I governatori - Vendola, Caldoro, Pittella, Crocetta e il futuro presidente della Calabria dovrebbero opporsi al taglio del cofinanziamento di 10 miliardi e pretendere con quei soldi un piano per il riassetto idrogeologico nelle loro Regioni. L'alluvione del Gargano, causata dal disboscamento, dalla scarsezza di risorse, dalla cementificazione, dall’assenza di manutenzione dei corsi d’acqua e di chiare competenze istituzionali, è l'occasione per pretenderlo. Serve un New Deal con i fondi europei, non il taglio del cofinanziamento nazionale. Ma per un New Deal è necessaria una strategia chiara: secondo la Commissione Europea essa manca nell'Accordo di Partenariato il documento che programma i fondi UE per il 2014-2020 e che Bruxelles deve approvare affinchè l'Italia possa spendere i 42 miliardi europei. Il 13 agosto mattina a Milano alla presentazione dell'Expo il giornalista Fernando Mancini (RadioCor il Sole 24 Ore) ha fatto tale rilievo al presidente Renzi. Ha ricevuto la seguente risposta «Bruxelles chi?... Non c'è nessuno in Commissione Europea che pensa che non vi sia una strategia dell'Italia sui fondi europei.... Separiamo i fatti dalle opinioni...» . Giusto: abbandoniamo le opinioni e analizziamo i fatti.

L’accordo - Nelle Osservazioni del 10 marzo (45 pagine) sull'Accordo di Partenariato inviato dal Governo Letta (dicembre 2013) alle pagine 1 e 2 si legge: «Risulta pertanto impossibile individuare nel documento una chiara strategia di sviluppo territoriale che colleghi tra di loro i tre livelli territoriali proposti (Agenda Urbana, Strategia per le Aree Interne e Cooperazione Territoriale) che vanno integrati in una strategia nazionale completa e coerente». Il 22 aprile il Governo Renzi ha inviato una nuova versione dell'Accordo di Partenariato. Il 9 luglio la Commissione Europea ha inviato 44 pagine di Osservazioni al Governo Renzi sulla nuova versione dell'Accordo. Le Osservazioni sono firmate da quattro Direttori Generali: Plewa (Agricoltura), Deffaa (Politiche Regionali), Evans (Pesca) e Servoz (Lavoro). In tema di capacità amministrativa i quattro direttori Generali ritengono la logica generale alquanto debole (pag. 40) e ci chiedono di non confondere l'Assistenza Tecnica per la gestione dei fondi UE con il rafforzamento della capacità istituzionale (pag. 24).
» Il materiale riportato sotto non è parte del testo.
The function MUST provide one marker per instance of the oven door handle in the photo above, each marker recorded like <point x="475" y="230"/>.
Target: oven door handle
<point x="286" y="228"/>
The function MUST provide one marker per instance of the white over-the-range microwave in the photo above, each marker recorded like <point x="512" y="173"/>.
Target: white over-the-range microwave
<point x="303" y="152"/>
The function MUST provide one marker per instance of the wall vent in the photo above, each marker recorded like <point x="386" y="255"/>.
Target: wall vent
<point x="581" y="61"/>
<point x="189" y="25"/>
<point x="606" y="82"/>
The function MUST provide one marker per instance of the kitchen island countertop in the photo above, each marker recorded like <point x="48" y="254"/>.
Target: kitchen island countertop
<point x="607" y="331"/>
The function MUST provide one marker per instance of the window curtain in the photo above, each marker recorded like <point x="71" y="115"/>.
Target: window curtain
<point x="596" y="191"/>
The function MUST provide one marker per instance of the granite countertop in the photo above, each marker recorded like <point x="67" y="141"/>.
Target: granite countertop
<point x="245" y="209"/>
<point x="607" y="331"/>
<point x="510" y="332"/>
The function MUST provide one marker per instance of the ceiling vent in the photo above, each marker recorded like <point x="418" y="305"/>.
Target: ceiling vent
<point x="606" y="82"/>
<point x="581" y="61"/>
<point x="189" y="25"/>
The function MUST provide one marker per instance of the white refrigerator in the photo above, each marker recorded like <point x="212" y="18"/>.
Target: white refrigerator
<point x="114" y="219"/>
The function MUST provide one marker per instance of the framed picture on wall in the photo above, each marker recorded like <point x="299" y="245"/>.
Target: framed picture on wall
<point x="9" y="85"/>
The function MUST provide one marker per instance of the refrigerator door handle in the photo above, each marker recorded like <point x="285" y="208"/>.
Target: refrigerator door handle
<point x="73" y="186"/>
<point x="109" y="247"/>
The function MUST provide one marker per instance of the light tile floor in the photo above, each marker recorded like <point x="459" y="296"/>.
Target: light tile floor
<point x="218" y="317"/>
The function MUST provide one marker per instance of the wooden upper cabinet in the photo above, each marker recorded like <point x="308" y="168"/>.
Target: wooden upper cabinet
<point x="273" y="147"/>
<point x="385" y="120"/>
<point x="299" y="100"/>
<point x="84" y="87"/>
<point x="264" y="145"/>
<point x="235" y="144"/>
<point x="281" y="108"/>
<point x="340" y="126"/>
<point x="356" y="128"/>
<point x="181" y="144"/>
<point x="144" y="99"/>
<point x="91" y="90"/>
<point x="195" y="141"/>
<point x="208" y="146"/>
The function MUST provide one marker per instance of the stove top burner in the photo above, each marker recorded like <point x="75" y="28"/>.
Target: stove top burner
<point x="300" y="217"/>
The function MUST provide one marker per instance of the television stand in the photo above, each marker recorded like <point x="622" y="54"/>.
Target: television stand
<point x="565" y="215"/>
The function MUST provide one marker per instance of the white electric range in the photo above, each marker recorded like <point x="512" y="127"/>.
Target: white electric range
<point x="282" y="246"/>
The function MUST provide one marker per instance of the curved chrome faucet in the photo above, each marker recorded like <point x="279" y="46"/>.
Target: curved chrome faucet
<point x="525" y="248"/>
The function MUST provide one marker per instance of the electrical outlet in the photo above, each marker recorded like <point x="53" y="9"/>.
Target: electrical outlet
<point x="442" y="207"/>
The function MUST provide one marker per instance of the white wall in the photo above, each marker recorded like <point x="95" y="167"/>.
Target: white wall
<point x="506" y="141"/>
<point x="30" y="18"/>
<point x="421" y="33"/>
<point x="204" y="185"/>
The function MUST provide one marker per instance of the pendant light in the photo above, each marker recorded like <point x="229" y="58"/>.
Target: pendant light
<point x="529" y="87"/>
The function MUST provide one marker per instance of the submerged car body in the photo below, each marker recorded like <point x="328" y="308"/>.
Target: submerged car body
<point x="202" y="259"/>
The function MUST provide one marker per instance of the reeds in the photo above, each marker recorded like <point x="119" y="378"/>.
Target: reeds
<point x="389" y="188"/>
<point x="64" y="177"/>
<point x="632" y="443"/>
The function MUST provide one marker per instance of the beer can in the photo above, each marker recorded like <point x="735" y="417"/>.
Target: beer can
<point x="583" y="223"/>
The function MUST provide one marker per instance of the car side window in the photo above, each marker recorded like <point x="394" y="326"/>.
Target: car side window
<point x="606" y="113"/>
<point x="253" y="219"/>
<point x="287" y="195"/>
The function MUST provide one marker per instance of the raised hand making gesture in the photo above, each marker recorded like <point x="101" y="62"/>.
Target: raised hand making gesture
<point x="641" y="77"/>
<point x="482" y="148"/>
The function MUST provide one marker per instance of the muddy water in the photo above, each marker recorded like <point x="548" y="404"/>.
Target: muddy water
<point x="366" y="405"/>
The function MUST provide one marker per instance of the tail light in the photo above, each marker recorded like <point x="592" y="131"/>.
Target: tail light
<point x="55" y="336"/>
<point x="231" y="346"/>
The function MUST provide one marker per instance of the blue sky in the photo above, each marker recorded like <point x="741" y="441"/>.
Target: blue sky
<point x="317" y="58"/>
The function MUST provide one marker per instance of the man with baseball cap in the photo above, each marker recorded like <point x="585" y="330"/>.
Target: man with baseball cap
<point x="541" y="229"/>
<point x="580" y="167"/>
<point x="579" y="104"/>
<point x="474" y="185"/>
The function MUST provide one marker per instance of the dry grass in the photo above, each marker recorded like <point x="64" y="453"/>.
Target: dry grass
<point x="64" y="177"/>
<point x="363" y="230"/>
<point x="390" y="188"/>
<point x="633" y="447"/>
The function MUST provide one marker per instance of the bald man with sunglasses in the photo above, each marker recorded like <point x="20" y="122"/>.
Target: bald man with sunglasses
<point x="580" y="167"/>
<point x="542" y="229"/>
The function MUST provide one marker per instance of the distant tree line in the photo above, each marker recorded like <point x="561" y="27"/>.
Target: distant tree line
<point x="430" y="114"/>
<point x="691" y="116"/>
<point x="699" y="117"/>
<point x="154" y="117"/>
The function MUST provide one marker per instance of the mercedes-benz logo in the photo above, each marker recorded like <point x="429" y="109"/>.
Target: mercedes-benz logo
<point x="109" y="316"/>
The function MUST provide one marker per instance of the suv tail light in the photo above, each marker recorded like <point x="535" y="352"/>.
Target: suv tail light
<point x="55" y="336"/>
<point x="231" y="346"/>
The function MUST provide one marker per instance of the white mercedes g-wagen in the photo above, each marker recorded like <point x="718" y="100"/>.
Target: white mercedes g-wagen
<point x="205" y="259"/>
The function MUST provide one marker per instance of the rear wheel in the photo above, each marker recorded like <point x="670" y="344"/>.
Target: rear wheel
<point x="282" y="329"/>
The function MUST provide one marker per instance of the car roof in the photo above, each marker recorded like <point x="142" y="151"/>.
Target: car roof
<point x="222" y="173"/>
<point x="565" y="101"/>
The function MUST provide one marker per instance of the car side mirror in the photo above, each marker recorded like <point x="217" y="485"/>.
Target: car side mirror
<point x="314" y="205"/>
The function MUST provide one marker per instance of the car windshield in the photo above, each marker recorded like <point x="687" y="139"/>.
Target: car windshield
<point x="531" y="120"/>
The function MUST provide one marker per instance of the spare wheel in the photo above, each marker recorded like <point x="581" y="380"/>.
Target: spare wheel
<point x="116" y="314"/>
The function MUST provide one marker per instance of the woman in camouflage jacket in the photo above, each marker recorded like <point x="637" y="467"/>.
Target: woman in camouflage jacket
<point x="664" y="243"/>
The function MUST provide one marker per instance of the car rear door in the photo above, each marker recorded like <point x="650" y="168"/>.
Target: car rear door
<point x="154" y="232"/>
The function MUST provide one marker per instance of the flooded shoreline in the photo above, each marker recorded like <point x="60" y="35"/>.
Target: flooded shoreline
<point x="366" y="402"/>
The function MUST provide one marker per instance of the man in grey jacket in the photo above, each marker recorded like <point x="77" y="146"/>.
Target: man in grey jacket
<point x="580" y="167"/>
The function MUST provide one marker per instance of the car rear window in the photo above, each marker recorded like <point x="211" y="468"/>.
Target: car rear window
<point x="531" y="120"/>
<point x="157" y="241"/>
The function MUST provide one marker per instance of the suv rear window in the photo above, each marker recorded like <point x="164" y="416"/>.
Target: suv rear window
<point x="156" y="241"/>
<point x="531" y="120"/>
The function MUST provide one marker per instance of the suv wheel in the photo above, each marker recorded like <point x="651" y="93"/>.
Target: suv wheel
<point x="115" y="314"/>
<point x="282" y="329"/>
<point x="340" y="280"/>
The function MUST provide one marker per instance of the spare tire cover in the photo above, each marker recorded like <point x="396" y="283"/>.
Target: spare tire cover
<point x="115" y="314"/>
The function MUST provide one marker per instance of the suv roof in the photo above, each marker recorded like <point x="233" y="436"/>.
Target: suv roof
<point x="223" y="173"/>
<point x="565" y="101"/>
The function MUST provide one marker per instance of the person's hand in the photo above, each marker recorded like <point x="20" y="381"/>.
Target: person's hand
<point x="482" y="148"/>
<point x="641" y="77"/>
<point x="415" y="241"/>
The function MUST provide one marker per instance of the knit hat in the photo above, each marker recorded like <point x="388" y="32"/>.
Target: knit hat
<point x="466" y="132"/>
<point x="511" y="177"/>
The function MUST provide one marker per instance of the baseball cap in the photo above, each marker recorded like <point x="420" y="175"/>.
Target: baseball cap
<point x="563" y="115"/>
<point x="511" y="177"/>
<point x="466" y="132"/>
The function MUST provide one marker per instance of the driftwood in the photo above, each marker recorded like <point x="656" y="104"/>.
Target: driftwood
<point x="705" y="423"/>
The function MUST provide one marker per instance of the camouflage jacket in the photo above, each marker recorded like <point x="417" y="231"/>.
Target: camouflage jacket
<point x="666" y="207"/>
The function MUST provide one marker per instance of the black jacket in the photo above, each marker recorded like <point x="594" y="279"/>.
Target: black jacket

Il nostro Accordo «parla di presidio centrale», ma non specifica «chi», «che cosa», «quando» e «come». «I rapporti tra i risultati attesi e gli indicatori sono troppo vaghi e non sono spiegati»; il potenziale impatto degli interventi, ossia la possibilità degli interventi di influenzare gli indicatori, è di natura molto incerta (pag. 25). Sull'Agenzia per la Coesione Territoriale Bruxelles ci chiede di chiarire: «chi decide il proprio piano operativo, come funziona il controllo del Primo Ministro» Renzi, «come interagisce con il consiglio di Amministrazione composto dai rappresentanti delle Regioni...» (pag. 41).Prima di tagliare 10 miliardi al Sud Renzi garantisca risorse e capacità istituzionale per un New Deal pagato con i fondi UE.